New York: Sri Lankan Foreign Minister Ali Sabry on Monday said Canada’s Prime Minister Justin Trudeau made ‘outrageous allegations without any proof’ against India, news agency ANI reported.
Ali Sabry was responding to the escalating diplomatic row between India and Canada triggered after Trudeau had accused India of involvement in the murder of a Khalistan terrorist in the nation.
Khalistan Tiger Force chief Hardeep Singh Nijjar was shot dead outside a gurdwara in Surrey on June 18.
India was quick to respond to Trudeau’s allegations saying they were "absurd and motivated".
Without mincing words, the Sri Lankan minister said that terrorists have found a safe haven in Canada.
‘Some of the terrorists have found safe haven in Canada. The Canadian PM has this way of just coming out with some outrageous allegations without any supporting proof. The same thing they did for Sri Lanka, a terrible, total lie about saying that Sri Lanka had a genocide.
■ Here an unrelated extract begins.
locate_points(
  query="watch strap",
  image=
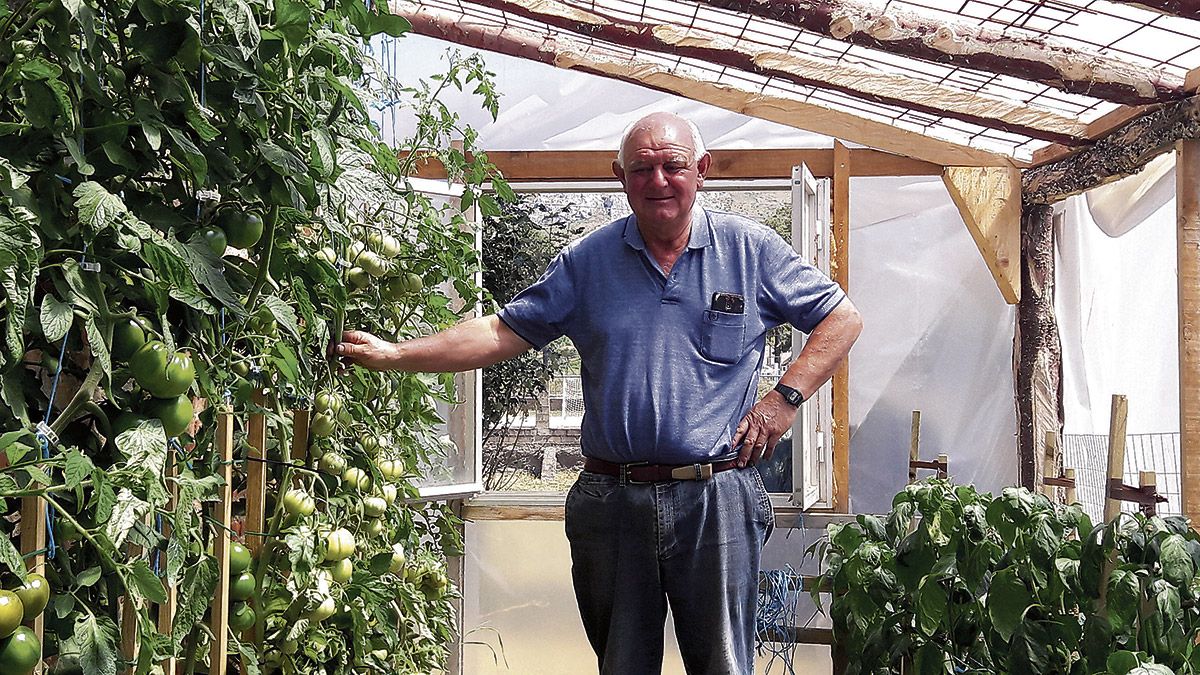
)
(793, 396)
Everybody knows there was no genocide in our country,’ he was quoted as saying.
Ali Sabry questioned Trudeau for honoruing the 98-year-old former Nazi soldier Ukrainian Yaroslav Hunka in Canada's parliament the other day.
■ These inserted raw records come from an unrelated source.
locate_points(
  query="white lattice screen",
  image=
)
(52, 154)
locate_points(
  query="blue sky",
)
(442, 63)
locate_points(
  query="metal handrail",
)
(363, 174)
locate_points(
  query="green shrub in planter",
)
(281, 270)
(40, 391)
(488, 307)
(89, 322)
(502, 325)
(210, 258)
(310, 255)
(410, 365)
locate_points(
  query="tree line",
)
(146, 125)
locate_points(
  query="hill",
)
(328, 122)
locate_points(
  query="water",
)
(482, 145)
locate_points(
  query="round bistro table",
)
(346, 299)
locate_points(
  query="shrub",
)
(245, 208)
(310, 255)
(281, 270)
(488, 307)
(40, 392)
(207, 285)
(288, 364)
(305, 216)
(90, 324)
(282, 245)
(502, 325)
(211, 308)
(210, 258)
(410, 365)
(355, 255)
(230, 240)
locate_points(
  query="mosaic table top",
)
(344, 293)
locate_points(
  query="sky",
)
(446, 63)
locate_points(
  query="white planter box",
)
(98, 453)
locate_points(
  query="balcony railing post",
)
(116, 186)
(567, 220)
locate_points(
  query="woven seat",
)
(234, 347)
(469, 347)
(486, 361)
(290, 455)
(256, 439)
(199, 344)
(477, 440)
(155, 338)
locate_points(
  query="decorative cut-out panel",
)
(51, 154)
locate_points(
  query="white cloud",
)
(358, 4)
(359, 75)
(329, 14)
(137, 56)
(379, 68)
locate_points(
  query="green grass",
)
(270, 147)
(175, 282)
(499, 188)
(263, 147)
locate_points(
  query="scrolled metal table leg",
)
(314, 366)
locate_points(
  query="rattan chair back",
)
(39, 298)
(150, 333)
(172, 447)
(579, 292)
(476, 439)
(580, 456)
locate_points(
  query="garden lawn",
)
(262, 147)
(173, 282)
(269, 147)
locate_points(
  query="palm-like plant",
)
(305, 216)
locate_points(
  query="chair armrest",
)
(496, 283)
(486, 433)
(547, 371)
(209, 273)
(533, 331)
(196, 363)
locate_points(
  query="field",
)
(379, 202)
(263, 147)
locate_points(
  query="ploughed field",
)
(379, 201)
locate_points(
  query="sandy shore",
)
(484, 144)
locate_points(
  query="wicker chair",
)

‘I saw yesterday he had gone and given a rousing welcome to somebody who has associated with the Nazis in the past during the Second World War.’ Ali Sabry was quoted as saying.
Last Friday, Yaroslav Hunka, who had served the Ukrainian SS division of "Galicia" during World War II, was honoured by the Speaker of Canada's House of Commons during Ukrainian President Volodymyr Zelensky's speech in the parliament.
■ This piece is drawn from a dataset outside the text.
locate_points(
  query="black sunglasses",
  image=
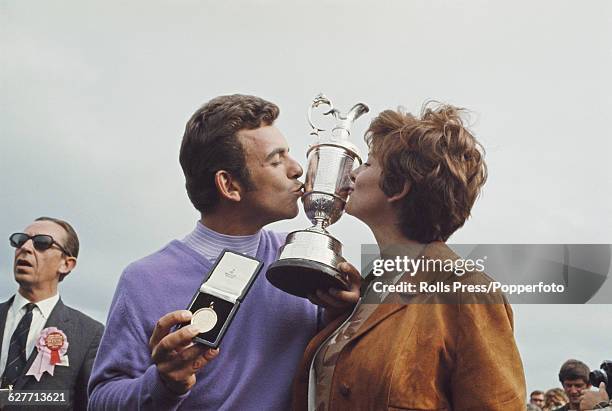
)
(41, 242)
During his exclusive talk to ANI, Sabry said how Trudeau's "genocide" comment had affected Sri Lanka-Canada relations.
Sabry made it clear that the Canadian Prime Minister’s genocide comment affected the relations between both the countries, adding that the country’s Ministry of Global Affairs said that Sri Lanka had not gone through a genocide.
The Sri Lankan minister advised Justin Trudeau not to poke his nose into other countries and how they should govern.